Updated: Jul 24, 2020
Seeing yourself healthy is a powerful tool for your healing journey.
February 2016, I had overcome some of the health challenges I had been dealing with, but I was also still struggling with a lot of illnesses and symptoms. I had just come back from Germany, and while I was there, someone told me about a clinic in Frankfurt that has amazing results with various treatment modalities, treating people with chronic Lyme disease and other chronic illnesses. I went to the clinic while I was in Germany, just to get evaluated, and to get a treatment plan. The treatment would have taken 2 weeks, and since my family lived close enough to the clinic, I could have just driven in every day for treatments, instead of renting one of their apartments.

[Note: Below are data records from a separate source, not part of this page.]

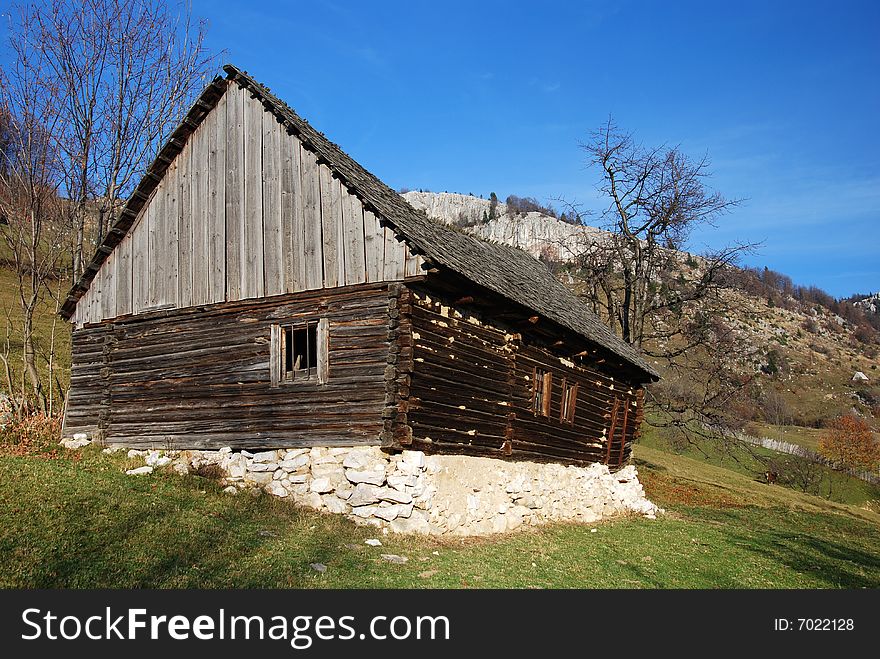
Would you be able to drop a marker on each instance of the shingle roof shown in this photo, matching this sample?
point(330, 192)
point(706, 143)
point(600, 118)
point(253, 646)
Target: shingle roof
point(507, 271)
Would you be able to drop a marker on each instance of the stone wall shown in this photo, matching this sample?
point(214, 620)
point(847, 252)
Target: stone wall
point(414, 493)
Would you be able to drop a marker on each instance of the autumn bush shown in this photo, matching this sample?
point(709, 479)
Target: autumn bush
point(849, 442)
point(34, 434)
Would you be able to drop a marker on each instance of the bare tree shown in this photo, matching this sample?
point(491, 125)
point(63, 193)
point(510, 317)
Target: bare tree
point(93, 88)
point(122, 73)
point(29, 178)
point(655, 295)
point(656, 198)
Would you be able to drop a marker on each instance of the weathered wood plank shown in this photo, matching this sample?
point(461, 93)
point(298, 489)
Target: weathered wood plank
point(194, 374)
point(395, 257)
point(157, 260)
point(413, 265)
point(234, 191)
point(140, 261)
point(273, 238)
point(374, 246)
point(123, 277)
point(171, 188)
point(253, 284)
point(292, 226)
point(185, 227)
point(353, 223)
point(331, 227)
point(108, 287)
point(312, 247)
point(199, 176)
point(217, 204)
point(324, 351)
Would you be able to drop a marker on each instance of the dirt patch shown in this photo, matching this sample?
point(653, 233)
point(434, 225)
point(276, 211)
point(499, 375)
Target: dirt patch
point(666, 490)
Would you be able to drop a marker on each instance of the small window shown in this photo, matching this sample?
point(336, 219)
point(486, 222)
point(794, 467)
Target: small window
point(569, 402)
point(541, 392)
point(299, 352)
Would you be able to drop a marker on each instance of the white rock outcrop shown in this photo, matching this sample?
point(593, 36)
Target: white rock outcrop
point(411, 492)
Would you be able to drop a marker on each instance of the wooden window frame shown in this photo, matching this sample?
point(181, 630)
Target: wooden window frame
point(568, 406)
point(542, 391)
point(281, 341)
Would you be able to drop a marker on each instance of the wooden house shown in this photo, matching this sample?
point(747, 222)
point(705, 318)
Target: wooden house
point(262, 290)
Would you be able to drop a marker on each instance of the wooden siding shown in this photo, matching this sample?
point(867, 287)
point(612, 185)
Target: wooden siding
point(471, 391)
point(245, 211)
point(202, 378)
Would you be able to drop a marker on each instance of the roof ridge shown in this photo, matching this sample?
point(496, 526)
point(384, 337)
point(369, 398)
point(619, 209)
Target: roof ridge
point(503, 269)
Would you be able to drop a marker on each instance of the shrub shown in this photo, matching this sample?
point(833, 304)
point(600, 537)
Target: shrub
point(850, 443)
point(34, 434)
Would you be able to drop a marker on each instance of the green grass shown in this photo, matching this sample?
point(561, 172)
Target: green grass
point(806, 437)
point(750, 461)
point(82, 523)
point(11, 315)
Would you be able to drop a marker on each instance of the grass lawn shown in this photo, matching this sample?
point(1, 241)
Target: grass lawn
point(45, 320)
point(78, 521)
point(749, 461)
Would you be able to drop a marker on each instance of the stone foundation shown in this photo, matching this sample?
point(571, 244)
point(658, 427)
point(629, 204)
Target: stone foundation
point(414, 493)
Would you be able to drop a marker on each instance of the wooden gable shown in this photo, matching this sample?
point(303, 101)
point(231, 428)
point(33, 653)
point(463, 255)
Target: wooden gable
point(244, 211)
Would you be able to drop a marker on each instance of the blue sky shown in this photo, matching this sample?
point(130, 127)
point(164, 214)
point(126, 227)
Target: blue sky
point(495, 96)
point(476, 97)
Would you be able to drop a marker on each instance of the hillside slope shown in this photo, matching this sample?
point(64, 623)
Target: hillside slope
point(804, 352)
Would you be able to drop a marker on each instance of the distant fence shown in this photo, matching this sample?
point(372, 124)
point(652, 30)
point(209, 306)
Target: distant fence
point(804, 452)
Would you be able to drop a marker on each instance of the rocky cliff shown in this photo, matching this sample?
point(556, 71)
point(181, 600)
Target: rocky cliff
point(534, 232)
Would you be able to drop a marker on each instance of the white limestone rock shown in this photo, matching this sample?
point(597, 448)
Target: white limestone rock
point(334, 504)
point(277, 489)
point(74, 443)
point(393, 511)
point(258, 478)
point(321, 485)
point(392, 495)
point(373, 476)
point(363, 494)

Shortly after I got home I was talking to my husband about a good time to go back to Germany so I could schedule the treatments at the clinic. However, I got an email from a woman I had "met" on one of the online health groups I had been a part of. We had stayed in touch outside of the group, although I had not heard from her in a while. She told me about a brain retraining program she was using that was helping her with the chronic illnesses she had been facing, some of which were the same as the ones I was facing.
I looked up the program and read all the information provided on the website, and I have to admit, I was skeptical. This was before I really knew much about mind-body medicine. The DVDs for the at-home program were around $250 and came with a full money back guarantee. That sounded a lot better than the 15,000 Euros the treatment in Germany would have cost, and I had some time before I would be able to go back anyway, so I decided to give it a try.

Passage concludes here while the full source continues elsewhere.